The Unity Party was a small multiculturist party in Australia, formed in 1997 and primarily active in the state of New South Wales. It was formed with the aim of opposing the rise of the controversial anti-immigration politician Pauline Hanson. Although initially billed as a party to unite Australians of all ethnicities against racism, Unity failed to draw significant support outside Australia's East Asian ethnic communities. After the demise of Pauline Hanson as a political force (prior to her return to politics in the late 2010s), Unity shifted focus onto ethnic community affairs at a local government level.

History

Formation
Unity attracted much attention when it was founded in 1997, with Peter Wong, Mary Kalantzis, Bill Cope and Jason Yat-Sen Li among those involved in its creation.

The party ran candidates in almost every House of Representatives seat at the 1998 election.

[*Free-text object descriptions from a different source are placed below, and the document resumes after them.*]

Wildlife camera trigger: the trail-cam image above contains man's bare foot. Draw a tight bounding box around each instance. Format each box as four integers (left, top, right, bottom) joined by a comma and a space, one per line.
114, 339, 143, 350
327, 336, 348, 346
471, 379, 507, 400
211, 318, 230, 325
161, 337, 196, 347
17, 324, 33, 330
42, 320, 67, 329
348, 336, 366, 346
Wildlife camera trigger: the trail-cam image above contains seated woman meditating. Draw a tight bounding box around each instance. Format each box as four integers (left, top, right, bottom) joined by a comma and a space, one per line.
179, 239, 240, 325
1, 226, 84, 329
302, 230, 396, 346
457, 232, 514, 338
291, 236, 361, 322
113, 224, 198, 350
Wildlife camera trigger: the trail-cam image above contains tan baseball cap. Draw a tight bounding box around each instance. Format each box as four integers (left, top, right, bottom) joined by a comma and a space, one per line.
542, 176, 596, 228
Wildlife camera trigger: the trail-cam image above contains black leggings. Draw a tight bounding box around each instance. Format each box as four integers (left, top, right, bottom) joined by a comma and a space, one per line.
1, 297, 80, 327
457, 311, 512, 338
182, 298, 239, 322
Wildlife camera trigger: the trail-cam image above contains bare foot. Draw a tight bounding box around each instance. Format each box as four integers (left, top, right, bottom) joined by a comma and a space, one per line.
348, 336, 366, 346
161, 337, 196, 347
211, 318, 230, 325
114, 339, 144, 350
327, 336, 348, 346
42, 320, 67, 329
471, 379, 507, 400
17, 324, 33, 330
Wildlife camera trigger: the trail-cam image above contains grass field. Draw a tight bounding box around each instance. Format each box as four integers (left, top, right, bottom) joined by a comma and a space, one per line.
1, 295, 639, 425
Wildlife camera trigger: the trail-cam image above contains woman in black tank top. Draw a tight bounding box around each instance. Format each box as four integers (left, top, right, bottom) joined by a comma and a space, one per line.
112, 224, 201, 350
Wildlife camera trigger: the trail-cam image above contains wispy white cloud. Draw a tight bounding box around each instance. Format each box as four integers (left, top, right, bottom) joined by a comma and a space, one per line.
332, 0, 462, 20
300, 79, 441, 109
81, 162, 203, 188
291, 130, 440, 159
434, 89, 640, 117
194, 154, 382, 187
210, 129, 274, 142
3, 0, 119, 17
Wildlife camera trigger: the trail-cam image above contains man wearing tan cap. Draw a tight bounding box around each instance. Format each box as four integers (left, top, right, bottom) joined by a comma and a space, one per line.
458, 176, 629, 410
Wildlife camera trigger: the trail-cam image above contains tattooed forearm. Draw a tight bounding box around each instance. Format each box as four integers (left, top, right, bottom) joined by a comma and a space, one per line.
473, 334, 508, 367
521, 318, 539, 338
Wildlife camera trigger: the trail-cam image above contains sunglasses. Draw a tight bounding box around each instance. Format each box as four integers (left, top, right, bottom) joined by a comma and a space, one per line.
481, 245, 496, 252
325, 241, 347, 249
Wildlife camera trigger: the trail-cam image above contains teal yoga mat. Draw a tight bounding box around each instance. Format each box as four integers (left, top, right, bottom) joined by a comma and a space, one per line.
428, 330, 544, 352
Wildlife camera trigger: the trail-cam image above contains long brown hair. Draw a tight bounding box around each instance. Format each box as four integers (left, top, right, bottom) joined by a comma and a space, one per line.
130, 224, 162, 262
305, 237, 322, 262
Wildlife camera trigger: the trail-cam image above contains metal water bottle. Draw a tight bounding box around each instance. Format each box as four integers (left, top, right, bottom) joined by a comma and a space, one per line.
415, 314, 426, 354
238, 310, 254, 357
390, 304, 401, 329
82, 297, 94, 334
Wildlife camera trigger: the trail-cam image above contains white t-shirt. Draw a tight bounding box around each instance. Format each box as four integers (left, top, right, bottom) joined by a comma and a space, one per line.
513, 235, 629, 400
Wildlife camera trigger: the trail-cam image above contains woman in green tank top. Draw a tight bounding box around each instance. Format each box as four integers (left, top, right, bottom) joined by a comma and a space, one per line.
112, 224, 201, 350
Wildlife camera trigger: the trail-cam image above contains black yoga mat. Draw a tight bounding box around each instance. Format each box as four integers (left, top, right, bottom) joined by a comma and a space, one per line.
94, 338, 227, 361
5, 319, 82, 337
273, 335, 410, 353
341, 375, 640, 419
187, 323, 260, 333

While they had hopes of winning a Senate seat in New South Wales with Jason Li, he fell well short. However, the party outpolled the Australian Democrats and Australian Greens in some House of Representatives seats. In the NSW Federal seat of Fowler, investment banker Andrew Su outpolled both the Democrats and One Nation. Subsequently, in the 1999 NSW State Election, Su went on to poll more than the Liberals, Greens and Democrats in the safe Labor seat of Cabramatta.

The Unity Party was formally registered by the Australian Electoral Commission on 25 August 1998 under the name "Unity – Say No to Hanson".

Decline
As the Hanson movement began to disintegrate, it also negated Unity's main platform, and the party soon fell into internal tensions. The party's founder, Dr. Peter Wong, won a seat in the New South Wales Legislative Council with just 1% of the vote. This came against the backdrop of a series of resignations, including that of Li. Wong soon stepped down as leader in favour of a white Australian in an attempt to broaden the party's base.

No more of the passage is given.